Follow all of AP’s pandemic coverage at https://apnews.com/hub/coronavirus-pandemic and https://apnews.com/hub/coronavirus-vaccine


HARARE, Zimbabwe — Zimbabwe has begun releasing about 3,000 prisoners under a presidential amnesty aimed at easing congestion to reduce the threat of COVID-19 in the country’s overcrowded jails.

About 400 prisoners were released from Chikurubi prison and other jails in the capital, Harare, on Saturday with more coming from other prisons countrywide.

Zimbabwe’s prisons have a capacity of 17,000 prisoners but held about 22,000 before the amnesty declared by President Emmerson Mnangagwa.

Those to be released had been convicted of nonviolent crimes.

The amnesty “will go a long way” to reduce expenditure and the threat of the spread of the virus in prisons, said Alvord Gapare, the commander for prisons in Harare. He said prisons in the capital had recorded 173 confirmed infections and one death.

Zimbabwe has recorded 37,534 cases of COVID-19, including 1,551 deaths by Apr. 17, according to the Africa Centers for Disease Control and Prevention.

LAS CRUCES, N.M. -- A high school in New Mexico has returned to remote learning as the school district investigates an off-campus “secret prom.”

Officials said Friday that the event in Las Cruces violated state mandates intended to curb the spread of the coronavirus.

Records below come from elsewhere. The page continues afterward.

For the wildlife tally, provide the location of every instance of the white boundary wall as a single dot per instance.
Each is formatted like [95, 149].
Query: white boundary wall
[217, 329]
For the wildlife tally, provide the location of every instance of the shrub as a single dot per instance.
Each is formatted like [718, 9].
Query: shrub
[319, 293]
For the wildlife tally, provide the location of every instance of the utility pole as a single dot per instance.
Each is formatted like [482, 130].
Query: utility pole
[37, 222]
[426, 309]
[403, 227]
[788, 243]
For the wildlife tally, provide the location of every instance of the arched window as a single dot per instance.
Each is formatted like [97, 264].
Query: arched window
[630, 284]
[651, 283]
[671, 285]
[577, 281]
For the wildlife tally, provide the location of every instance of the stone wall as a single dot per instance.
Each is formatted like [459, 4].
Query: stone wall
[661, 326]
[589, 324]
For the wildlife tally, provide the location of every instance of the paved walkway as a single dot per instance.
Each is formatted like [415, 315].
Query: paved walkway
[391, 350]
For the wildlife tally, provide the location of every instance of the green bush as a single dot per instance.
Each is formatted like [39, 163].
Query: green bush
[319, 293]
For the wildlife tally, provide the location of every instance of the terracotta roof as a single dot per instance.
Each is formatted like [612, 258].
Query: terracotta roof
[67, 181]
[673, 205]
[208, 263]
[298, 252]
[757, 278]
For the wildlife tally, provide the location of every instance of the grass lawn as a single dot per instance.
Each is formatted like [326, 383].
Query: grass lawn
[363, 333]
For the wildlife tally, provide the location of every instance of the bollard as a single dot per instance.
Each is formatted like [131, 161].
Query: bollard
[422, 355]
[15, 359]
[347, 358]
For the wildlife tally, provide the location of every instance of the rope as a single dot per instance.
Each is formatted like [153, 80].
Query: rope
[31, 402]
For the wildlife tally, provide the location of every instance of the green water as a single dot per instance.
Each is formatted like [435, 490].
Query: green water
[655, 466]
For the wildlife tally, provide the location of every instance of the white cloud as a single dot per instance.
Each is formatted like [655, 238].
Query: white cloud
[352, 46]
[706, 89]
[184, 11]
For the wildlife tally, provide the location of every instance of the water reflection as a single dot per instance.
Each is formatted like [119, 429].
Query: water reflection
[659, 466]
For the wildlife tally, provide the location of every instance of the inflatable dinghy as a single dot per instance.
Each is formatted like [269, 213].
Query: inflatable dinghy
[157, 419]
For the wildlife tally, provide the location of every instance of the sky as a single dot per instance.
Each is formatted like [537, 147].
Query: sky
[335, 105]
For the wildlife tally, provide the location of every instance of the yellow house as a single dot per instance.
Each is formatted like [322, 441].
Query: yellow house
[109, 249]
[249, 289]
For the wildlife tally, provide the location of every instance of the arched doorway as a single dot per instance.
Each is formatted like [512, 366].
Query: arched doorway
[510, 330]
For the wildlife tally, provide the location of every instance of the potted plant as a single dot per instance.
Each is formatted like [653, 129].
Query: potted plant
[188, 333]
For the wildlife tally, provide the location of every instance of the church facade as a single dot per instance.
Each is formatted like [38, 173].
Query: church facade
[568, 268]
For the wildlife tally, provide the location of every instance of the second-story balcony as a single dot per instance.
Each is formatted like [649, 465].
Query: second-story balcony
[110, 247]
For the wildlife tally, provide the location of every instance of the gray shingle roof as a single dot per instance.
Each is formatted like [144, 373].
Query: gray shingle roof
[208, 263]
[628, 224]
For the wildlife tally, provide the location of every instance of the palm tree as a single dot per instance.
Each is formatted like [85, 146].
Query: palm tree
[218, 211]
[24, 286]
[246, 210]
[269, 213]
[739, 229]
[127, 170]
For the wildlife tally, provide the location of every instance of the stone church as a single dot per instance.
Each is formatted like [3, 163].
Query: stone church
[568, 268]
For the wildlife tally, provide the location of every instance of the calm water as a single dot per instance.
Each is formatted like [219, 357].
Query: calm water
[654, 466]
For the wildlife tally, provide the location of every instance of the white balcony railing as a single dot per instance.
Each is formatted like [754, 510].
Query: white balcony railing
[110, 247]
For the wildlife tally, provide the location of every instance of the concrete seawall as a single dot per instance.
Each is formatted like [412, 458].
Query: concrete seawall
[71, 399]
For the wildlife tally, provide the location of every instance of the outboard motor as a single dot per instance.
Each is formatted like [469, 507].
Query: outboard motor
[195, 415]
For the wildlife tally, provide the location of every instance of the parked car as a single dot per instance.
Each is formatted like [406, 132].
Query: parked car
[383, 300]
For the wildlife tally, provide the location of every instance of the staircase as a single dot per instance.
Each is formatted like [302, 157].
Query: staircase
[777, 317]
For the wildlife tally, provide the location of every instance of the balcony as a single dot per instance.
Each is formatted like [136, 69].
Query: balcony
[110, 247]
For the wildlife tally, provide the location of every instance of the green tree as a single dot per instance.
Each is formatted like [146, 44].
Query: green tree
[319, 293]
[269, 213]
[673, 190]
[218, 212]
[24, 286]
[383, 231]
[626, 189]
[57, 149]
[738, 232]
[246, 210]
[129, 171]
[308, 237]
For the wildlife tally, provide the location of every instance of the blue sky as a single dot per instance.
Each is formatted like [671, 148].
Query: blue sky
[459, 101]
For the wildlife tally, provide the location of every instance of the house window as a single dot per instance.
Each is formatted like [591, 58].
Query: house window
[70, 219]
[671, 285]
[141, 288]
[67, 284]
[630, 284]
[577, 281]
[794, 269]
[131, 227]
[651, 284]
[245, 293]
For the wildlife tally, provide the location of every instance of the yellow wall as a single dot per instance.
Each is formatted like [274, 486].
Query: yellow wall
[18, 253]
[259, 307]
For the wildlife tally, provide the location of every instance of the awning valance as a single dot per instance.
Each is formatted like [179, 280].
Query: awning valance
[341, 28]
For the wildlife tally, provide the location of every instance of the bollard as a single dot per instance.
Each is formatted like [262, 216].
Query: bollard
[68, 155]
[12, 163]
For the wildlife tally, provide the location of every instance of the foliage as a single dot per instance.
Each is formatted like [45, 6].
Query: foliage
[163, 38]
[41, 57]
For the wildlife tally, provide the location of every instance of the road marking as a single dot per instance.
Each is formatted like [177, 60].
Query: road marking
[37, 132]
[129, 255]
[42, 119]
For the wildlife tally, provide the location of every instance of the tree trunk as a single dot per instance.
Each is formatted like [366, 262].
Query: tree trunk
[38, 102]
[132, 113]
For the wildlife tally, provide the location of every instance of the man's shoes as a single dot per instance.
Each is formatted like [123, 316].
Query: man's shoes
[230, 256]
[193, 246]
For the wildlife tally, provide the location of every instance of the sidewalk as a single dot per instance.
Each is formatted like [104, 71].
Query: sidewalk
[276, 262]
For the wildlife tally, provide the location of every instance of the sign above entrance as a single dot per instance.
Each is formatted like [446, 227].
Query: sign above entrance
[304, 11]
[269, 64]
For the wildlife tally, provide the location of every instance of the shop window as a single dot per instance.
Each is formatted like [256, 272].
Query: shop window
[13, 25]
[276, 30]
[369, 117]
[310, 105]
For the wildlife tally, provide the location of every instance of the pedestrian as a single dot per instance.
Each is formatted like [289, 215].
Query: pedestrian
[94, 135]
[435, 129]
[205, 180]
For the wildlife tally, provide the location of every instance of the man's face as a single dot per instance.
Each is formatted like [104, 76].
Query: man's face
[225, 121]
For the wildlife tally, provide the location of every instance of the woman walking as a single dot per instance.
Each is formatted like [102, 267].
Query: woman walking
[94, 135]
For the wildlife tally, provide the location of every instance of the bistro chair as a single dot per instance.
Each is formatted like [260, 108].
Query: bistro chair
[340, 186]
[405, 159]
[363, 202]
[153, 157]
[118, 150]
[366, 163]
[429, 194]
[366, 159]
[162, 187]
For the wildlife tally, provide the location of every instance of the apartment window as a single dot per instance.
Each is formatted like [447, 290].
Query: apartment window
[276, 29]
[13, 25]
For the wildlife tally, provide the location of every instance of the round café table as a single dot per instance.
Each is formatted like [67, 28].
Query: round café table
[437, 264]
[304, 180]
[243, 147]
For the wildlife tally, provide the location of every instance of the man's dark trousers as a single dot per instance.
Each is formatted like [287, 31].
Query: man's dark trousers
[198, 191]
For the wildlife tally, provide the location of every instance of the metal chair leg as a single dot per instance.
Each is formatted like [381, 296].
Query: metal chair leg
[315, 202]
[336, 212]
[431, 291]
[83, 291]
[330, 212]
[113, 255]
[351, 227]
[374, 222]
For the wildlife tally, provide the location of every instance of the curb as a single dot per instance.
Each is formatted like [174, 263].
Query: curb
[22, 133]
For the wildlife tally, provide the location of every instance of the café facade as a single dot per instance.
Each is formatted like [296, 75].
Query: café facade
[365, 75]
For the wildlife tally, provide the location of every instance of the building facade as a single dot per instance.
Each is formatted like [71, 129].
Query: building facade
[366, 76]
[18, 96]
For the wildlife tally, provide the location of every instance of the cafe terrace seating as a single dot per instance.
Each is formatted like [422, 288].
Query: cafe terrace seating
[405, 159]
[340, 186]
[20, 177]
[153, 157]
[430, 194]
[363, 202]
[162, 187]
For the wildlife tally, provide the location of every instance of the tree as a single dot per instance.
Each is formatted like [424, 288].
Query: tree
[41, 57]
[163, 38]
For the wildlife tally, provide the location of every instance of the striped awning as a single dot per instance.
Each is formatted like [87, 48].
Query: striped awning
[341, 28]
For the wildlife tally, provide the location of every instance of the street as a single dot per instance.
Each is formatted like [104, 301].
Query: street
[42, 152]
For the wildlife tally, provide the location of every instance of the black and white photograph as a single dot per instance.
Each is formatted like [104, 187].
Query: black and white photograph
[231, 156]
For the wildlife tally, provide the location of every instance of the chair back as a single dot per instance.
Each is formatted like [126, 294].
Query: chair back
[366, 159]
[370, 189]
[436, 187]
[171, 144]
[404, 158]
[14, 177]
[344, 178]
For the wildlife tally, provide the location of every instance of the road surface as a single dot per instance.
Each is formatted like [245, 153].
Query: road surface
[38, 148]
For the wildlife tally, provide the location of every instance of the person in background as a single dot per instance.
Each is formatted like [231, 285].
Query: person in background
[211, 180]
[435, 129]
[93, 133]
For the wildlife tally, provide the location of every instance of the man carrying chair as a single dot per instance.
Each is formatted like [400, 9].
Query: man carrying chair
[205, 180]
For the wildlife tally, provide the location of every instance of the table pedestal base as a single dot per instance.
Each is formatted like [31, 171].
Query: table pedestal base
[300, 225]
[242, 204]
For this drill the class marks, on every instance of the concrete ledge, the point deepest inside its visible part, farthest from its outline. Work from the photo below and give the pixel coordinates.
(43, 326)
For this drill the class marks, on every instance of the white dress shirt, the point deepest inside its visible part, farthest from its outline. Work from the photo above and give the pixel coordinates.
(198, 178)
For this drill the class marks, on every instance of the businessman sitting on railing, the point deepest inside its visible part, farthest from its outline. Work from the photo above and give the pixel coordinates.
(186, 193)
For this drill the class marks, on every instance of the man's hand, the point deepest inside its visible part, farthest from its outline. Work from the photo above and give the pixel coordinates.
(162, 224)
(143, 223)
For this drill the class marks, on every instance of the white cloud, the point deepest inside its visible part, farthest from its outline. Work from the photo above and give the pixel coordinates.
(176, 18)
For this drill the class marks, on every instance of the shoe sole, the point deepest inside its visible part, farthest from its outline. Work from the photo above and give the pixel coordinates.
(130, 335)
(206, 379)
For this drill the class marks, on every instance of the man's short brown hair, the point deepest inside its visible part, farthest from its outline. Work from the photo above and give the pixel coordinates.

A school district statement said a complaint submitted to the governor’s office alleged that hundreds of Mayfield High School students may have attended the unsanctioned prom held April 10. A district spokeswoman said students who attended could face repercussions ranging from academic suspensions to being barred from attending school events such as graduation.

The district said Mayfield would be on remote learning through April 26.

RICHMOND, Va. — The first cases of the so-called Brazil COVID-19 variant have been identified in two samples from residents of Virginia, state health officials said Friday.

In a news release, the Virginia Department of Health said one case involving the P.1 variant was identified in an adult resident of the Northwest Region who had a history of domestic travel during the exposure period. The second case was identified in an adult resident of the Eastern Region with no history of travel, the department said.

According to the department, neither case had a record of COVID-19 vaccination prior to the onset of the illness.

ALBUQUERQUE, N.M. -- The number of new COVID-19 cases is ticking up again in New Mexico as the death toll reaches another milestone.

State health officials reported Friday that four more people have succumbed to the virus, pushing the total to 4,001 since the pandemic began last year.

While the death rate has declined dramatically since peaking in December, state officials continue to push for people to get vaccinated, saying doing so will lessen the chances of severe illness or death.

With 1,550 confirmed cases being reported over the past week, the seven-day average for new daily cases remains above the state’s target.